À l’époque, les tabloïds s’en donnent à cœur joie et affirment que Matt Reeves est furieux contre sa vedette. Après bien des spéculations, les prises de vues s’achèvent en mars 2021. La sortie est envisagée en septembre avant que le studio, prudent, fixe la date du 4 mars 2022 pour les Etats-Unis, et deux jours plus tôt en France. Le résultat, après tant d’embuches, est un petit miracle.
Aussi glauque que "Joker"
Depuis le début, Matt Reeves présentait son bébé comme un film noir où le célèbre justicier mènerait une enquête criminelle plutôt qu’une énième orgie d’effets spéciaux numériques dont même les moins regardants d’entre nous commencent à se lasser très sérieusement. Eh bien figurez-vous qu’il a tenu promesse. Soyons clair : The Batman regorge de morceaux de bravoure. Mais c’est bel et bien son atmosphère qui saisit d’emblée le spectateur. Aussi envoutante que cafardeuse, la vision de Gotham City qui nous est proposée n’est pas sans rappeler celle du Joker de Todd Philips avec Joaquin Phoenix.
Dans cette mégalopole gangrenée par le crime à tous les étages, refrain connu, un jeune justicier masqué – et milliardaire - règle son compte à la racaille nocturne lorsqu’il ne file pas un coup de main au commissaire Gordon sous l’œil mauvais de ses collègues. Ça tombe bien : en pleine campagne de réélection, le maire vient d’être poignardé à mort sous nos yeux par un étrange tueur à cagoule lors de la scène d’ouverture, aussi glauque que terrifiante. Sur le cadavre, il a laissé un mot doux adressé à… Vous avez deviné ?
Un Batman taillé pour Pattinson
La bonne idée de The Batman, c’est de sauter les préliminaires. Exit la mort des parents de Bruce Wayne, la démonstration de gadgets dans la Batcave sous le manoir familial ou encore la mise au point du célèbre signal lumineux dans le ciel de Gotham, des séquences vues et revues dans les films précédents. Ici tout est déjà en place, comme dans notre imaginaire, pour mieux se focaliser sur l’intrigue et les personnages. Et à vrai dire LE personnage.
Icône des ados à ses débuts grâce à Twilight, Robert Pattinson a démontré depuis son goût pour les performances borderline, du Cosmopolis de David Cronenberg au Good Time des frères Safdie en passant par The Lighthouse de Robert Eggers. Ce Batman 2022 semble avoir été taillé pour lui. À la fois hanté, nerveux, souffreteux et mélancolique, il a de faux airs de rock star déchue et ce n’est pas un hasard si Matt Reeves a fait du sublime "Something in the way" de Nirvana le thème musical lancinant du film.

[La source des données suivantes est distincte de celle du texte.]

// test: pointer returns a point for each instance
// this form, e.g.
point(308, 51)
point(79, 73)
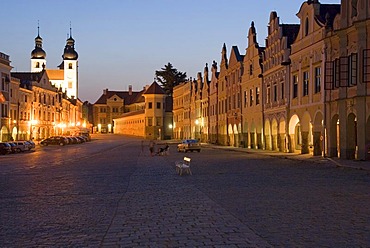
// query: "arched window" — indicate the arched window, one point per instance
point(306, 26)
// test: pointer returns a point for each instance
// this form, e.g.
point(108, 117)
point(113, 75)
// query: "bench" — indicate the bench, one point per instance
point(183, 166)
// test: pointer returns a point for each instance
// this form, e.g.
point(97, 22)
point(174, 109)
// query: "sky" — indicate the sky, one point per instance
point(123, 42)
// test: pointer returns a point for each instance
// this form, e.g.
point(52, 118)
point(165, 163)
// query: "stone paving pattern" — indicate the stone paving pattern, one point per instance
point(121, 197)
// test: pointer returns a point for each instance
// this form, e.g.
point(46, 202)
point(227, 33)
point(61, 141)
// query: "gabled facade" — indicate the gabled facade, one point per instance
point(347, 82)
point(277, 83)
point(213, 111)
point(306, 129)
point(251, 105)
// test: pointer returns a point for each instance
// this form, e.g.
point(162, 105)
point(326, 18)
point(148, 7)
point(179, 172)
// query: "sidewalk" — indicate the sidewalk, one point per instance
point(355, 164)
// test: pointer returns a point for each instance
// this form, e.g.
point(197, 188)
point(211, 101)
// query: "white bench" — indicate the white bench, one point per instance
point(183, 166)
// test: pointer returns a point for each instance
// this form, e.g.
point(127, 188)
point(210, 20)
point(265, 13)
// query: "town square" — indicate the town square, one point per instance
point(185, 124)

Avec un hôte aussi séduisant, on n’a plus qu’une seule envie : partir avec lui en promenade dans les allées sombres de Gotham pour débusquer le petit malin qui terrorise les puissants à coups de pièges diaboliques. En chemin, il va croiser la route d’une jeune femme avec de longues bottes en cuir, et des oreilles de chat sur sa cagoule, une certaine Selina Kyle alias Catwoman qu’incarne Zoë Kravitz avec un mélange détonnant de malice et de sensualité. Son alchimie avec Robert Pattinson est dingue, vous n’imaginez même pas.
Si The Batman captive de bout en bout, alors qu’il dure 3 heures et des poussières, c’est en partie grâce à la qualité de ses interprètes qui parviennent à nous rejouer un refrain connu comme certains chanteurs recyclent un vieux classique pour en faire un tube post-moderne. Mais aussi parce que Matt Reeves, en grand maître du jeu, ne perd jamais le fil d’un scénario qui gagne en densité - et en intensité - au fil des minutes.

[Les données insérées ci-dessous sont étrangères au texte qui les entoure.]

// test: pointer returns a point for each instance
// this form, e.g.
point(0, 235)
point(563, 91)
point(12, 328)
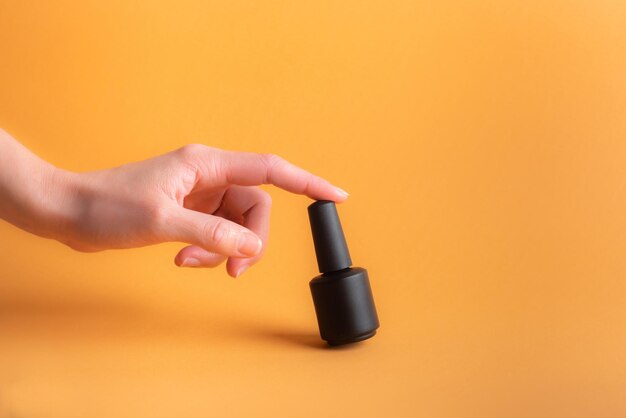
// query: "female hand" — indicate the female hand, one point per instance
point(203, 196)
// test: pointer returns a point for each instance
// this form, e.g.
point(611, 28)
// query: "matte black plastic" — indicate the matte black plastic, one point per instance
point(342, 295)
point(330, 244)
point(344, 306)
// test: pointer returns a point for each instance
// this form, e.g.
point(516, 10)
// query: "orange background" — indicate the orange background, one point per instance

Peuplé de freaks réjouissants et de pièges mortels, The Batman a été construit comme un puzzle machiavélique qui va permettre au jeune Bruce Wayne d’exorciser ses démons pour sortir de sa peau d'ado vengeur et endosser le costume d'adulte justicier. Vous ne serez pas surpris d’apprendre qu’une suite est déjà en préparation. Et vu le carton qui s’annonce, on en a déjà l’eau à la bouche. Et même des petits frissons derrière la nuque, tiens !
>> The Batman de Matt Reeves. Avec Robert Pattinson, Zoë Kravitz , Colin Farrell, Paul Dano. 3h. En salle mercredi.